Baudelaire, in an essay on the effects of drugs on the mind, comes to the conclusion that the effect of a drug on a particular person depends on the frame of mind of the person before he took the drug. A sad man becomes even more melancholy, a cheerful man becomes hilarious.

Similarly, the American investigators found that what people get from the films is a crystallization of the attitude they already had. A young man, ready for love, is stirred to amorousness by the same picture from which another gets tips on the latest styles in men’s wear.

One young man wrote: "As I got into high school and into my sixteenth year I began to use the movies as a school of etiquette. I began to observe the table manners of the actors, in the eating scenes. I watched for the proper way to conduct oneself at a night club, because I began to have ideas that way. The fact that the leading man’s coat was single-breasted or double-breasted, the number of buttons on it, and the cut of its lapels, all influenced me in the choice of my own suits".

Little children who see robbery and violence in a film often imitate these actions at home. This is harmless imitation, for children are not very conscious of the difference between social and anti-social behaviour. Boys love blood-thirsty scenes and are thrilled by adventure stories in a way that is normal and healthy.

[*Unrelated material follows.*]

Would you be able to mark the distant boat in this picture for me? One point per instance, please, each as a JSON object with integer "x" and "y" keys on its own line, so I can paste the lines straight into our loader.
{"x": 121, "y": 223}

The same cannot be said for adolescents and adults.

A year or two ago an outcry was raised in the United States against "gangster" films which glorified criminals of the type of Al Capone, and sex stories of the kind in which Mae West was starred. A censorship was set up to "clean up Hollywood." The result is a series of artificial and rather sentimental films and the narrowing down of the field to harmless and uninteresting themes.

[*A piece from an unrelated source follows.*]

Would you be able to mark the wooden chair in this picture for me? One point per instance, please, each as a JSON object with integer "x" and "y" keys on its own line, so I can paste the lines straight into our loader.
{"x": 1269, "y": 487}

In a recent article, Samuel Goldwyn, the famous producer, pointed out the gagging effects of film censorship, All racial themes were barred. Hollywood can no longer make a non-American a villain. If a villain were a Chinese or a Mexican China or Mexico would enter a protest. The result was that all villains had to be hundred per cent American.

In other words, the far reaching effects of the seeing of films on the minds of the people have already been gauged and the instilling of racial prejudice prevented to some extent. The film is a powerful instrument for propaganda as well as a means of entertainment.

The supervision of films should be carried out with great caution. The American researchers advise their classification under three heads–those for children, those for adolescents and those for adults. Horror pictures, sensual love stories and stories that show revolt against morality as being smart and modern should be banned for the first two groups. Adolescents should see pictures showing romantic love, adventure, travel, family relations, school and college life and mystery stories that do not stress horror. Problem pictures of adult life might also be shown to young people who are beginning to consider such matters, provided they are done with insight and sympathy.

There are European governments who control the film industry itself. But this is an extreme measure that tends to deprive the films of the entertainment value which is their drawing card. Mr. Thompson ends his article with these words:

"A wise Government would find the money–even if it meant cutting down the colleges, if it meant cutting down the swank and extravagance of its own higher circles–to provide everywhere a free service of instruction in elementary common sense, through the films (resisting the temptation to slip in propaganda in favour of itself). But this will not happen. No one fusses. No one is going to fuss."

What he means by free instruction in common sense is not very clear. But whatever the Government may or may not do with educational films of the kind now used in some schools, the Indian film industry has its own problems to solve in the field of pure entertainment. They have given up bad Hollywood and imitation opera, and turned their attention to the lives of the people in the streets and in the shops. What they will do with the material in their hands is of great importance to India. They have it in their power to mould the opinions and beliefs of millions of their countrymen. Will they do so? Time alone can tell.